The Basic Box Theory
The Darvas box theory is a momentum strategy for use with a short-term trading style. When I saw short-term, I don't mean day trade, although I suppose that is possible as well. I mean short-term in the sense that one tends to hold the stock for less than a year. However, the exit points are not very well defined by Darvas. His only remark is that he sells when the stock penetrates the box to the downside. Seems clear enough, I guess.
At its core, the Darvas box theory system is ludicrously simple: All one needs to do is read and understand the price action of a stock! Watch for the price of a stock to form a 'box', with a lower bound and an upper bound. When, like a set of pyramids, the boxes pile one on top of another, the opportunity to buy occurs when the stock penetrates the uppermost part of the topmost box.
According to Darvas, the stock could bounce around inside the box as long as it liked; he would not buy it unless it penetrated the uppermost box. In fact, he stated that he would be concerned if the stock did not bounce around. Darvas graphically shows this idea on page 189 of his book. However, Darvas himself claimed never to have charted a single stock. He called himself a mental chartist.

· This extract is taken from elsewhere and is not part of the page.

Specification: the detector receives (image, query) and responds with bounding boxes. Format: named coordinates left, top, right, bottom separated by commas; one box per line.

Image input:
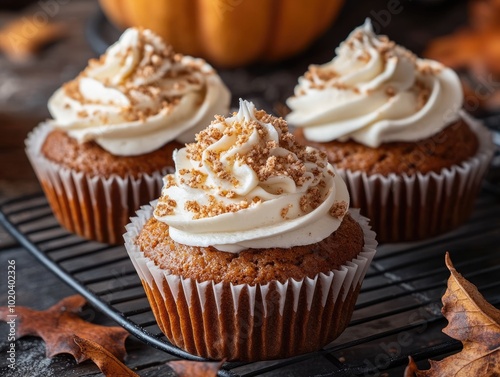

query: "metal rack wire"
left=1, top=191, right=499, bottom=376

A Darvas box is basically an area of consolidation. For whatever reason, the market has decided the stock should neither advance nor decline appreciably, but rather idle sideways. When I chart, I prefer to use bars rather than lines, for the simple reason that the line chart is not precise enough. In his telegrams, Darvas requested high, low, and close for his stocks, so at a minimum that is what we need as well.
On a bar chart, I tend to think of the (weekly) prices within the box as a set of toothpicks. Each individual toothpick can and should be of various sizes. However, once a box has been identified we can draw two horizontal lines: one for the resistance at the top (located at the upper price for the box) and one for the support at the bottom (located at the lower price for the box).